Deux heures après, une secousse épouvantable me réveille. Le radeau a été soulevé hors des flots avec une indescriptible puissance et rejeté à vingt toises de là.
« Qu’y a-t-il ? s’écria mon oncle. Avons-nous touché ? »
Hans montre du doigt, à une distance de deux cents toises, une masse noirâtre qui s’élève et s’abaisse tour à tour. Je regarde et je m’écrie :
« C’est un marsouin colossal !
— Oui, réplique mon oncle, et voilà maintenant un lézard de mer d’une grosseur peu commune.
— Et plus loin un crocodile monstrueux ! Voyez sa large mâchoire et les rangées de dents dont elle est armée. Ah ! il disparaît !
— Une baleine ! une baleine ! s’écrie alors le professeur. J’aperçois ses nageoires énormes ! Vois l’air et l’eau qu’elle chasse par ses évents ! »
En effet, deux colonnes liquides s’élèvent à une hauteur considérable au-dessus de la mer. Nous restons surpris, stupéfaits, épouvantés, en présence de ce troupeau de monstres marins. Ils ont des dimensions surnaturelles, et le moindre d’entre eux briserait le radeau d’un coup de dent. Hans veut mettre la barre au vent, afin de fuir ce voisinage dangereux ; mais il aperçoit sur l’autre bord d’autres ennemis non moins redoutables : une tortue large de quarante pieds, et un serpent long de trente, qui darde sa tête énorme au-dessus des flots.
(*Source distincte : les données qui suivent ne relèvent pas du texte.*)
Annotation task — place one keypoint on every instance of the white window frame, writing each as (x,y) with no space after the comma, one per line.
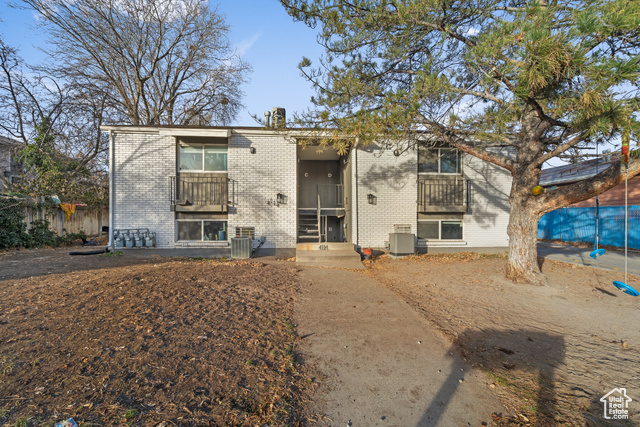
(440,239)
(201,221)
(202,146)
(459,155)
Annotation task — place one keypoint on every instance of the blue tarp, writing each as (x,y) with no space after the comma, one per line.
(579,224)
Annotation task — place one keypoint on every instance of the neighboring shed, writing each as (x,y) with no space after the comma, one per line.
(10,168)
(568,174)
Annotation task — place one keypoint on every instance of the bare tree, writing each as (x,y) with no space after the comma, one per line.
(59,123)
(154,61)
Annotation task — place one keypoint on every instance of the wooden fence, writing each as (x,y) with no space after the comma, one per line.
(90,221)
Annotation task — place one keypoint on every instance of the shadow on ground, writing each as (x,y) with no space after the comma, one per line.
(500,352)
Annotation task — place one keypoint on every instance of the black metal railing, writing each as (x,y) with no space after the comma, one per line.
(199,191)
(442,194)
(330,196)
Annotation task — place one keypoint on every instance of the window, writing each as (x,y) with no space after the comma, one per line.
(202,157)
(440,230)
(439,160)
(202,230)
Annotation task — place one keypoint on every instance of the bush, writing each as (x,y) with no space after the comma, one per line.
(13,230)
(14,234)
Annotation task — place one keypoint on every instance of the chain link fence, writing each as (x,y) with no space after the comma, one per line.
(579,225)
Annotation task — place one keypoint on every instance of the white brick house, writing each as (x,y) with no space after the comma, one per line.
(199,186)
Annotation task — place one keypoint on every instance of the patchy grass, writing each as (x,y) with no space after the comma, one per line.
(187,342)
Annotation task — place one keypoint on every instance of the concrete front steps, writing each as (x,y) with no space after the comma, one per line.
(338,255)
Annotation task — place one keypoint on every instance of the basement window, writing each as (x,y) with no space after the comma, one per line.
(202,230)
(440,230)
(203,158)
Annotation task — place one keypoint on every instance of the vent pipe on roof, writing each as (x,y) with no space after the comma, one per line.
(279,117)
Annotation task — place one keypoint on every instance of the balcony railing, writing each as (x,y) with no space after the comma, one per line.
(199,193)
(330,196)
(443,195)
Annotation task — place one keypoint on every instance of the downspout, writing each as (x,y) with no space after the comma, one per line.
(111,180)
(355,168)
Impossible de fuir. Ces reptiles s’approchent ; ils tournent autour du radeau avec une rapidité que des convois lancés à grande vitesse ne sauraient égaler ; ils tracent autour de lui des cercles concentriques. J’ai pris ma carabine. Mais quel effet peut produire une balle sur les écailles dont le corps de ces animaux est recouvert ?
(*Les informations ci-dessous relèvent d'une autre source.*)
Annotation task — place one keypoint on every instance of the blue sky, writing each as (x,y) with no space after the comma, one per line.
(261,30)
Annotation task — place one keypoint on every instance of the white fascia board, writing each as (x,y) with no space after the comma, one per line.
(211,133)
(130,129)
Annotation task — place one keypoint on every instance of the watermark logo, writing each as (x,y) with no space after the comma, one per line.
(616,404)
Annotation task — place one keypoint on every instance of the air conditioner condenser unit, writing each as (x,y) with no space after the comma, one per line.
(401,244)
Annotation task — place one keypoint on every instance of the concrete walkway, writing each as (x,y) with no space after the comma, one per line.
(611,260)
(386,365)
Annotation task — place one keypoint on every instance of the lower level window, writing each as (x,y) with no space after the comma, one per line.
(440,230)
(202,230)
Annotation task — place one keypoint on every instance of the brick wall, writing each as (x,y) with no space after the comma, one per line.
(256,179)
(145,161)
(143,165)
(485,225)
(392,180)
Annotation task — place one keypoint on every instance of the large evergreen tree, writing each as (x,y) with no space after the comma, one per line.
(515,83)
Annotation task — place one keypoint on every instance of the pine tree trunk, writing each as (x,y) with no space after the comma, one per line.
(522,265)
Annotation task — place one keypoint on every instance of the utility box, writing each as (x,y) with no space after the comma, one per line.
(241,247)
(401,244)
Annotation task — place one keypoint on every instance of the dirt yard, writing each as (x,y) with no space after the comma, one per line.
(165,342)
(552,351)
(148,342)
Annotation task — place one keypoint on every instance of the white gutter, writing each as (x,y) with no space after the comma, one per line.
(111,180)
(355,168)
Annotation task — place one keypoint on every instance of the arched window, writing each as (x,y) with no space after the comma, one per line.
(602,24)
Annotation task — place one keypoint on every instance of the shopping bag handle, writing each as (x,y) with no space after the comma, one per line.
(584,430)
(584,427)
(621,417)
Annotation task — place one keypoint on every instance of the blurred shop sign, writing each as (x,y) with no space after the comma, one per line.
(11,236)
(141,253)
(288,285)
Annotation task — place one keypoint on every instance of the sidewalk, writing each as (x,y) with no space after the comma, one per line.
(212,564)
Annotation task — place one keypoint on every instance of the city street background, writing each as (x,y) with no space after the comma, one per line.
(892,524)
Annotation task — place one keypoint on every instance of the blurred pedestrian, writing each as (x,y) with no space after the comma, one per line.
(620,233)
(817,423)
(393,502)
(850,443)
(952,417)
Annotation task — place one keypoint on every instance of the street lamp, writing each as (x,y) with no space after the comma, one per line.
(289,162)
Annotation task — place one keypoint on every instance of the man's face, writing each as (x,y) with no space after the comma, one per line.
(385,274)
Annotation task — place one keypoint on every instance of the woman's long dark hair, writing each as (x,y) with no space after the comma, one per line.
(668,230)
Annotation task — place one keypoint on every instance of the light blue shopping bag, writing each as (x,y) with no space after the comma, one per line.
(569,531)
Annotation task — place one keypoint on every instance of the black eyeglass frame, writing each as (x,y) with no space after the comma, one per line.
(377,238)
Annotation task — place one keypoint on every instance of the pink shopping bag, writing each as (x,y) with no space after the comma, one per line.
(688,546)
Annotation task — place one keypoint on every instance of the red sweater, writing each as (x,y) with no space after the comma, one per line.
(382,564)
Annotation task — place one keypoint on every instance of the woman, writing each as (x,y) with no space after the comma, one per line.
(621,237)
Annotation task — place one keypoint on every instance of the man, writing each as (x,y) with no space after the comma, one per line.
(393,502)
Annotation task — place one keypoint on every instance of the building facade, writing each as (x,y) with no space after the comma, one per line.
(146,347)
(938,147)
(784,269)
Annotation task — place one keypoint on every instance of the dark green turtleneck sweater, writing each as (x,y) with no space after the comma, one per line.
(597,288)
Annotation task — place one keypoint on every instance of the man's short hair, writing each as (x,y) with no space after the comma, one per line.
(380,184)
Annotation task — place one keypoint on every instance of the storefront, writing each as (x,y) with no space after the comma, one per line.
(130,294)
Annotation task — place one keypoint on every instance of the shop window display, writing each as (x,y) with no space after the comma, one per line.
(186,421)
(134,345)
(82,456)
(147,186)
Nous sommes muets d’effroi. Les voici qui s’approchent ! D’un côté le crocodile, de l’autre le serpent. Le reste du troupeau marin a disparu. Je vais faire feu. Hans m’arrête d’un signe. Les deux monstres passent à cinquante toises du radeau, se précipitent l’un sur l’autre, et leur fureur les empêche de nous apercevoir.
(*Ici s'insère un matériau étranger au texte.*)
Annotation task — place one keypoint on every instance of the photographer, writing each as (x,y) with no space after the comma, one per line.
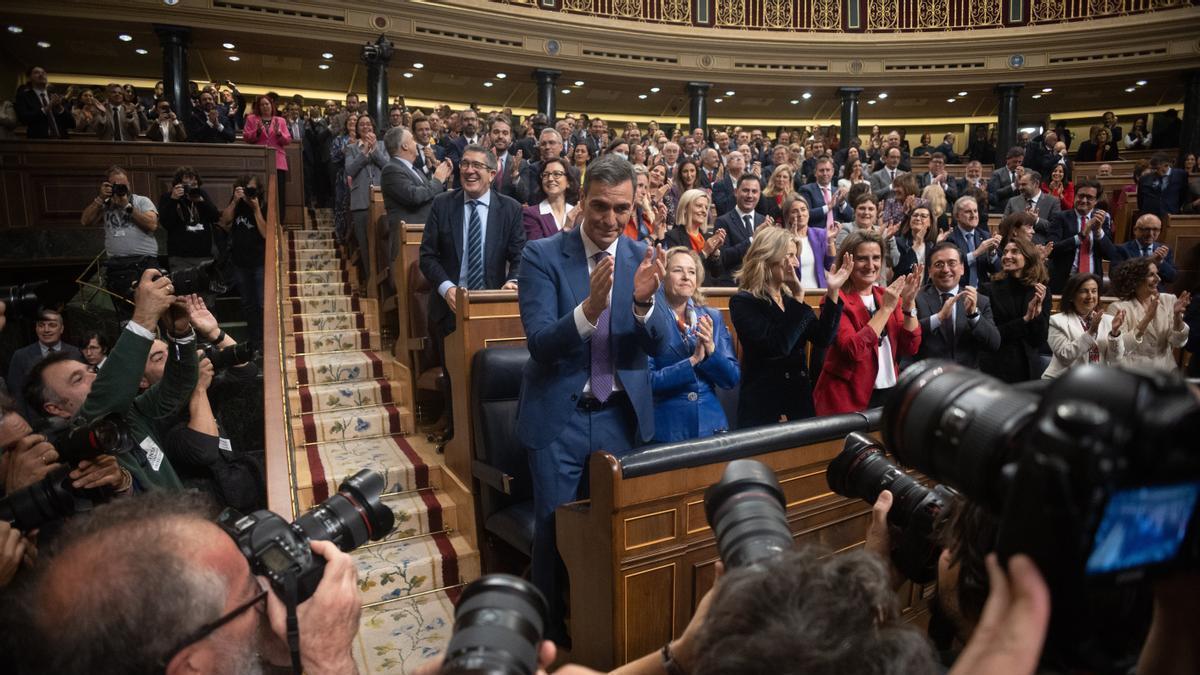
(130,222)
(208,123)
(65,388)
(245,220)
(175,596)
(190,216)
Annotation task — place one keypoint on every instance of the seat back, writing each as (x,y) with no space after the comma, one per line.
(495,389)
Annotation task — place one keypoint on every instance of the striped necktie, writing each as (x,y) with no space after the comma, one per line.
(474,249)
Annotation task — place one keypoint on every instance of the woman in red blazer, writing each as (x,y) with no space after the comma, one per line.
(877,327)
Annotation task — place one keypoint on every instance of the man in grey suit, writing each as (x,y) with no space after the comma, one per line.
(407,192)
(1035,201)
(955,321)
(881,180)
(49,340)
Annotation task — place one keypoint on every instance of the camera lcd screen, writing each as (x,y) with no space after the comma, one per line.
(1143,526)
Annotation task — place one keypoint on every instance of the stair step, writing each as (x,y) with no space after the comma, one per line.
(389,571)
(342,395)
(321,467)
(352,424)
(328,341)
(399,637)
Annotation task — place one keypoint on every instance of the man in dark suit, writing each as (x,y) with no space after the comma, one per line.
(1161,189)
(937,174)
(1145,244)
(1003,183)
(1081,238)
(738,226)
(473,238)
(468,121)
(407,192)
(1035,201)
(591,321)
(49,340)
(978,245)
(43,112)
(827,202)
(955,320)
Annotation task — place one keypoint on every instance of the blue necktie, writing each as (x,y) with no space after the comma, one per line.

Le combat s’engage à cent toises du radeau. Nous voyons distinctement les deux monstres aux prises.
Mais il me semble que maintenant les autres animaux viennent prendre part à la lutte, le marsouin, la baleine, le lézard, la tortue. À chaque instant je les entrevois. Je les montre à l’Islandais. Celui-ci remue la tête négativement.
« Tva », fait-il.
— Quoi ! deux ! il prétend que deux animaux seulement…
— Il a raison, s’écrie mon oncle, dont la lunette n’a pas quitté les yeux.
— Par exemple !
— Oui ! le premier de ces monstres a le museau d’un marsouin, la tête d’un lézard, les dents d’un crocodile, et voilà ce qui nous a trompés. C’est le plus redoutable des reptiles antédiluviens, l’ichthyosaurus !
— Et l’autre ?
— L’autre, c’est un serpent caché dans la carapace d’une tortue, le terrible ennemi du premier, le plesiosaurus ! »
Hans a dit vrai. Deux monstres seulement troublent ainsi la surface de la mer, et j’ai devant les yeux deux reptiles des océans primitifs.